An example of a stump cut dormant Crepe Myrtle. When this is done year after year you end up with a deformed looking tree that is prone to wind damage when in bloom.
I don’t usually start off a blog in such a negative way, but there are certain practices out there which need to be stopped, and many of these occur in the spring. I recently have seen many timely articles about the annual ritual of hacking off the top half of Crepe Myrtle trees. One in particular hit the nail on the head, titling it “Crepe Murder.” This practice involves stump cutting the entire tree down to a certain height. It is very unattractive and unnatural-looking when the foliage is gone, namely all winter, and when done year after year, you end up with knobby branches. To me, this sort of looks like the painful joints of an arthritic person. I have seen many pear trees mutilated in the same way. Many people do this because they see paid gardeners do this and unsuspectingly think it’s the right thing to do.
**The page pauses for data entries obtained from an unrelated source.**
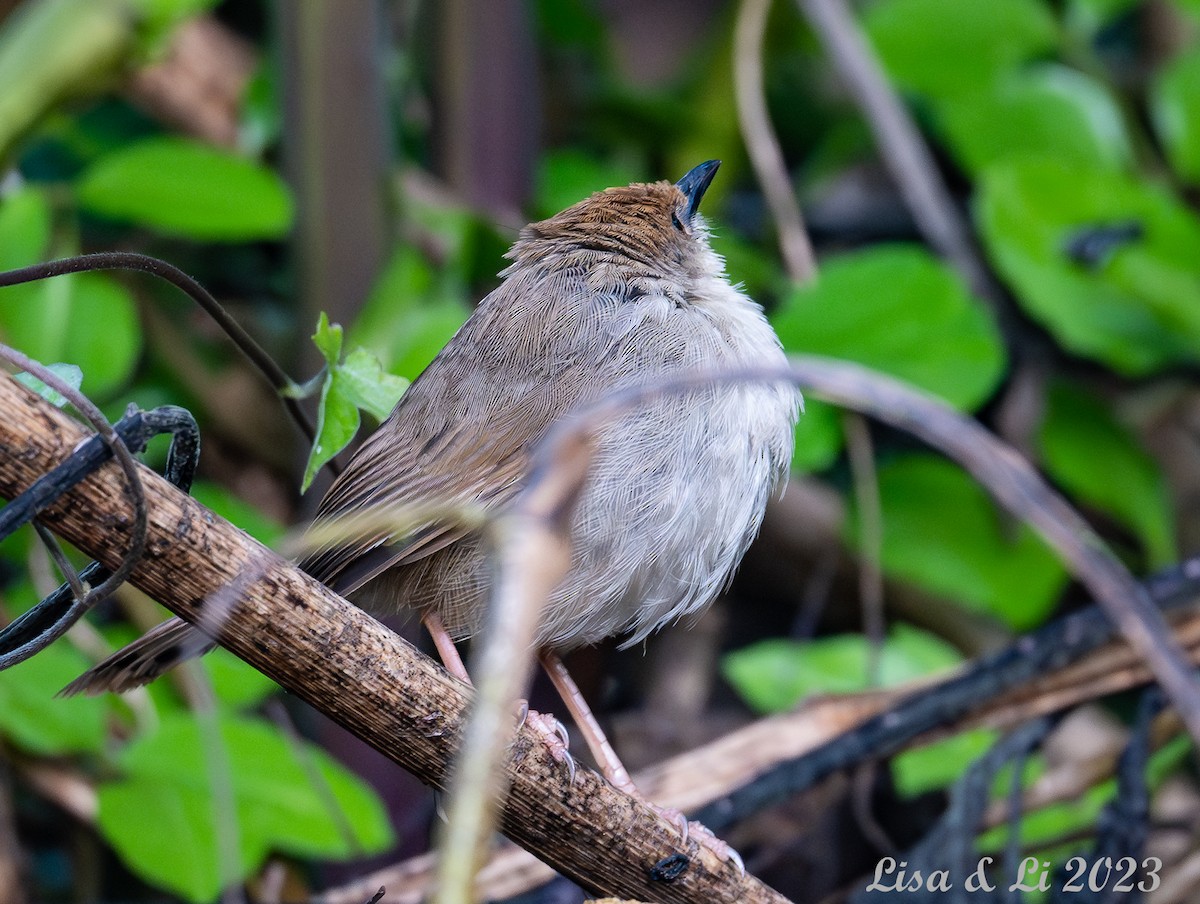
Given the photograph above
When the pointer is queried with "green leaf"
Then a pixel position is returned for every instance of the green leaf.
(898, 310)
(33, 718)
(1098, 461)
(364, 382)
(69, 372)
(337, 421)
(237, 684)
(24, 228)
(54, 51)
(937, 765)
(276, 806)
(408, 317)
(159, 18)
(183, 187)
(947, 47)
(179, 854)
(1135, 306)
(88, 319)
(1091, 16)
(360, 382)
(328, 340)
(942, 532)
(775, 675)
(1047, 111)
(1175, 106)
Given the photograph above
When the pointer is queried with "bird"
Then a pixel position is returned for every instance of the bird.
(619, 291)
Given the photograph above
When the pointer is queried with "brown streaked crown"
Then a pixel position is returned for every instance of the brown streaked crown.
(642, 222)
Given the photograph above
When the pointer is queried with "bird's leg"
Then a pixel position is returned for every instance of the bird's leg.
(611, 765)
(593, 735)
(444, 644)
(552, 731)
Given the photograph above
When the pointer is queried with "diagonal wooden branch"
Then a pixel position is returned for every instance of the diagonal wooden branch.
(351, 668)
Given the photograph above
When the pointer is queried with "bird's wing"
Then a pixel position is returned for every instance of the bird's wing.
(461, 435)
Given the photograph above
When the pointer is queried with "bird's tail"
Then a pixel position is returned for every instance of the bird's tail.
(156, 652)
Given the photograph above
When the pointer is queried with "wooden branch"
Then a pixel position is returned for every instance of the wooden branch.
(351, 668)
(699, 777)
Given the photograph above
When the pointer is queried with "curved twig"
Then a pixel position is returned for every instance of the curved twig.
(899, 142)
(133, 489)
(143, 263)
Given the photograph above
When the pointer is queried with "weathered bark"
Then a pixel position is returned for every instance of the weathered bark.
(346, 664)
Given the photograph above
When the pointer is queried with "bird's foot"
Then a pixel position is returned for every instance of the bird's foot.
(553, 735)
(701, 833)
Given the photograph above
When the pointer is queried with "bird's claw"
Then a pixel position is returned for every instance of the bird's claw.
(553, 735)
(705, 837)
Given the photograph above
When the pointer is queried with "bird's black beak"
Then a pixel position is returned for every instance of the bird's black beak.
(695, 184)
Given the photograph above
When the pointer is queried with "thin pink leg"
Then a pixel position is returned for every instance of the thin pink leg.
(593, 735)
(444, 644)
Tip — The proper way to keep a Crepe Myrtle trimmed is to cut the branches at the base of the branch, just like you do for most other plants. This will maintain the proper branching structure and keep it natural.
This is what happens to trees which have had the mulch piled too high, "mulch volcano" style. The roots are struggling to receive water and nutrients growing toward the surface, instead of downward where they are needed for stability.
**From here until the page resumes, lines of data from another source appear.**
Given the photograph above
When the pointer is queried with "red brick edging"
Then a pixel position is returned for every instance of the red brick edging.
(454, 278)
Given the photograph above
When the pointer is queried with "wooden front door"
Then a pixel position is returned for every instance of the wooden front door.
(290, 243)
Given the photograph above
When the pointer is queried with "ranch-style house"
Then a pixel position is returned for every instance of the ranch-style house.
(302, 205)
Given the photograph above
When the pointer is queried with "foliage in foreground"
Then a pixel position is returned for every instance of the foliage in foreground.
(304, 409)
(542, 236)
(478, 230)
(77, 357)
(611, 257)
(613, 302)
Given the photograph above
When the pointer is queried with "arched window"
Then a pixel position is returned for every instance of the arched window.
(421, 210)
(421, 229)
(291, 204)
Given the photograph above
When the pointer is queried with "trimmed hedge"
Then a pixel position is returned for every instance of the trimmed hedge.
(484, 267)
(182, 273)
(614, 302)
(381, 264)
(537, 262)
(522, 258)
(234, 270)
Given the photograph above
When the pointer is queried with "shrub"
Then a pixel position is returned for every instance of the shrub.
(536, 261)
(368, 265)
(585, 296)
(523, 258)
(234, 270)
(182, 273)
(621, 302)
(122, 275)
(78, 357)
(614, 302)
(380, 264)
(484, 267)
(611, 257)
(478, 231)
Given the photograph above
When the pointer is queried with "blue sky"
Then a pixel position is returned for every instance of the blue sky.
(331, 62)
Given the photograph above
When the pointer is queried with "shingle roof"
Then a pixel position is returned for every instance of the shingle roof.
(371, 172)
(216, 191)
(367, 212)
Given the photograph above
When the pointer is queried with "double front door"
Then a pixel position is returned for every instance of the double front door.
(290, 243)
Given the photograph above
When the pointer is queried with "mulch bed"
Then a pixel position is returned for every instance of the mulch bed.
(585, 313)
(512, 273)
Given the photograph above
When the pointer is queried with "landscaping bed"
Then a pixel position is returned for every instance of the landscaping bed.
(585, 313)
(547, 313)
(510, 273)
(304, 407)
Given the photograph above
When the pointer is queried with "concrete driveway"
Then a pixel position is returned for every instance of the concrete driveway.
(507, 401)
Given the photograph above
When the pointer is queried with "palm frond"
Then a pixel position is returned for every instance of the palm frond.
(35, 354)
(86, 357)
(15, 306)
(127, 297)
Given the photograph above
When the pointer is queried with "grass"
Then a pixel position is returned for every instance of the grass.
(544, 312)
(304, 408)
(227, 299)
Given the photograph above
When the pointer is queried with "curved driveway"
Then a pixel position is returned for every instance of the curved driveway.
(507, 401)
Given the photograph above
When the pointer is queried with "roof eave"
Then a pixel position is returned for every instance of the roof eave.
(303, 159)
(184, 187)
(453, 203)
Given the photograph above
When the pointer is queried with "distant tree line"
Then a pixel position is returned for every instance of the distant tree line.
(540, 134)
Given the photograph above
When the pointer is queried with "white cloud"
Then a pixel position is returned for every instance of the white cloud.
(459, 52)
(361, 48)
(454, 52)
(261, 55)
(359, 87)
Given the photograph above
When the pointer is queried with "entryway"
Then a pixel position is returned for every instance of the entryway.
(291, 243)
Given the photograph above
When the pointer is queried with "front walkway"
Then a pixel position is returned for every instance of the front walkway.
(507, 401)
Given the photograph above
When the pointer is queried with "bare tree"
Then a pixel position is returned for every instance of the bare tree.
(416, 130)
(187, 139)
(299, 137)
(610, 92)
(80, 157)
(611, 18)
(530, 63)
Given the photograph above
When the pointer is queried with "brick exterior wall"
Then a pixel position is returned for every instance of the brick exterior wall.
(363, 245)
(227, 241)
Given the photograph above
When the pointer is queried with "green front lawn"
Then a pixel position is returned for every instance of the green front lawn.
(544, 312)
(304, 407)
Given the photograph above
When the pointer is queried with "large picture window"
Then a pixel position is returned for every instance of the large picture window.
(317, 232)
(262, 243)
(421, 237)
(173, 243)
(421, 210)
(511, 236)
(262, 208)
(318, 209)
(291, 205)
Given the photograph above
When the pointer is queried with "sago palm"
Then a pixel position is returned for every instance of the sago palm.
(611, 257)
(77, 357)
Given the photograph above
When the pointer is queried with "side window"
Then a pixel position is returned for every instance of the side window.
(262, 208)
Another really bad practice that I would like to caution against is the “Mulch Volcano.” This is when the mulch is piled really high around the base of a tree with a dip in the center where the trunk comes out from the dirt. Many so called “professional” gardening crews do this as a standard practice, and so again many gardeners follow suit, thinking it is correct. In fact, it will actually kill the tree, choking off all rain and nutrients from ever reaching the poor root system. The example to the right shows what happens to them if they don’t die. Notice how the roots will try to grow upwards to the surface in order to reach moisture. This can cause a host of new issues to deal with, such as the roots protruding out of the dirt compromising their stability, and causing them to be easily harmed during mowing. Also, it makes the roots easy to trip over if you are walking under the tree.
Another item that I would like to caution about is spraying weed killer. If it is not a completely windless day, the mist can carry quite a distance killing everything along the way. The best tip I have come across is to dip a sponge in the herbicide and lightly touch it to the weeds you want taken out. For a large area, such as killing the grass for a new garden bed, apply it with a paint roller. Quick and easy!
When daffodils and other bulbs have finished blooming, deadhead the spent blooms but leave the foliage for at least a month before cutting it down. This will ensure a beautiful and healthy display the following Spring.
One more quick don’t- when your daffodils and other bulbs have finished blooming for the season, don’t cut the foliage to the ground just yet. Go ahead and remove the dried up blooms, but leave the foliage until the green color fades. This is how the bulb replenishes itself with nutrients for the following spring, so it’s important to allow the leaves to soak in the rain and sun for an extra month or so.